Surf Life Saving has launched an initiative to install floatation devices at New Zealand beaches.
The move was triggered by the death of a father who drowned trying to save his three children at Cable Bay five years ago.
Leigh Albert's late partner Wairongoa Renata - known as Magoo - would drop everything to help anyone.
"He was one of those people that would do what he could and serve anybody he could," Albert told Newshub.
So when a beautiful Cable Bay day suddenly turned dangerous and a rip swept her sons out, her daughter rushed to try and save them.
"My partner Magoo jumped in to save her and the boys, and unfortunately he drowned," she said.
Magoo was one of 23 people who died in drownings on the coastline in 2018.
Data for 2021 and 2022 reveals that everyone who died attempting a bystander rescue did not carry a personal flotation device.
"I don't want anybody else to go through what we've been through. Like, now I'm a single mum. I woke up one day, I had a partner, we had a family, and we had a definite trajectory of where we were going to go," Albert said.
"By the afternoon our entire lives had upended."
But that tragedy triggered an incredible chain of events.
Magoo's cousin Pat Millar launched Operation Flotation to put a flotation device at Cable Bay, then every beach in Aotearoa New Zealand.
"I've swum with these flotation devices and they really, really do help you float," Millar told Newshub.

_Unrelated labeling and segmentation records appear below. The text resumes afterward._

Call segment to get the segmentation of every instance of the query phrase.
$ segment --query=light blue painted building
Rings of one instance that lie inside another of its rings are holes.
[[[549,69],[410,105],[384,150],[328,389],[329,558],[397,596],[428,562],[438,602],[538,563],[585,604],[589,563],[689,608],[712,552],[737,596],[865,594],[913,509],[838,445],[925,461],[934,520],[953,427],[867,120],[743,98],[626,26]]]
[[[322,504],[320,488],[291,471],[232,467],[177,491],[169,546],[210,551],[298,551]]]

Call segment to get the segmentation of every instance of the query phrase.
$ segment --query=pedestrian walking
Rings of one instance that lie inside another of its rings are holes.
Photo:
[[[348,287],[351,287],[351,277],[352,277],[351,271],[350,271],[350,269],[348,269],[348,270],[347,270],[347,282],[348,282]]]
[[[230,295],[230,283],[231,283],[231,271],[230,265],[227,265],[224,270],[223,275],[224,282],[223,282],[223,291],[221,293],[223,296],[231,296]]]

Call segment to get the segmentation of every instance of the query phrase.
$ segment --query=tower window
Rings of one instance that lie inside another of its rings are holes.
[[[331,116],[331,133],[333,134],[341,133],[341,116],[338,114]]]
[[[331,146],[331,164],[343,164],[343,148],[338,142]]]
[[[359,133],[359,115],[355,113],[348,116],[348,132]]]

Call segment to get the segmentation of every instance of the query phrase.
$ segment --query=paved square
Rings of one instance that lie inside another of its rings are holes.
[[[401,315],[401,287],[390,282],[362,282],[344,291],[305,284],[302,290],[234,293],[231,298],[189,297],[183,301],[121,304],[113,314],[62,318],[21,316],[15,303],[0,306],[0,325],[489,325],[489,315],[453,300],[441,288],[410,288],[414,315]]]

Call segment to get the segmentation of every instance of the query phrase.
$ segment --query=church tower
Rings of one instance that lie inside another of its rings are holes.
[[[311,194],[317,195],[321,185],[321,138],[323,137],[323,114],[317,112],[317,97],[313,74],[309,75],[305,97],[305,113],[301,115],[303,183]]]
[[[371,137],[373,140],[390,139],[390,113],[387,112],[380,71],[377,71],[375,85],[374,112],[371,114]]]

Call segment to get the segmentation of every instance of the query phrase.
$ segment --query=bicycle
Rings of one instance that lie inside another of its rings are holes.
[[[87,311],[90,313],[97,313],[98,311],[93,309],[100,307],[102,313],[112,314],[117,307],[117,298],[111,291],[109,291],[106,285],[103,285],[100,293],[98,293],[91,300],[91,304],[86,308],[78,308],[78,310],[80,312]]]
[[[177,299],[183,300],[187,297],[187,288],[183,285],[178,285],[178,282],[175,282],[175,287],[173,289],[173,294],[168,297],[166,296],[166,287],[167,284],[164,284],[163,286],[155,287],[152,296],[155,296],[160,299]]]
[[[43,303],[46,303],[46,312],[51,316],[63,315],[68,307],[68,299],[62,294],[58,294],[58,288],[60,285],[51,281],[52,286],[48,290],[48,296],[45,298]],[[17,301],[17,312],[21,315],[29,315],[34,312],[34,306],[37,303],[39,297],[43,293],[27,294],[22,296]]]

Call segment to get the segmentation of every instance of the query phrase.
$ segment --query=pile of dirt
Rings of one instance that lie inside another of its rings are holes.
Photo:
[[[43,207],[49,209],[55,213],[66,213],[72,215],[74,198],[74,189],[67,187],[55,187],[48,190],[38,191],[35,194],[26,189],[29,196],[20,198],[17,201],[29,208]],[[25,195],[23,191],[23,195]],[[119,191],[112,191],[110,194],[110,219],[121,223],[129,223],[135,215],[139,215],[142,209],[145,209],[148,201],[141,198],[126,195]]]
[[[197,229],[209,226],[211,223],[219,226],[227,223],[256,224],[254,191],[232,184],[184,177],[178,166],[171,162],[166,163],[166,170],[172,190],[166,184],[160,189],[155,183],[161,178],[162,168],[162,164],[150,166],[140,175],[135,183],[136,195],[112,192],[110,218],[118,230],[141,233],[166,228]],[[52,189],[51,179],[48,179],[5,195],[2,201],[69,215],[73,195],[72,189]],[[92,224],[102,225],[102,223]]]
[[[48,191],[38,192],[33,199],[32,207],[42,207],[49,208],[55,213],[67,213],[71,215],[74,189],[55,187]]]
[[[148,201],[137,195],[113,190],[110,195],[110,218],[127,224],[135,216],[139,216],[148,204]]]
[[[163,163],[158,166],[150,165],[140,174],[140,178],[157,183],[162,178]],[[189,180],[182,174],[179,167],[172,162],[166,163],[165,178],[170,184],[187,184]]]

Then, Surf Life Saving got on board with Operation Flotation, creating standards for public rescue equipment, a move Albert says Magoo would have been proud of.
"He'd think this was absolutely awesome. He would not mind going in this manner so that other people would be safe."
And the devices have had results.
At Marine Parade Beach in Ahuriri/Napier, floating buoys have already helped prevent one drowning.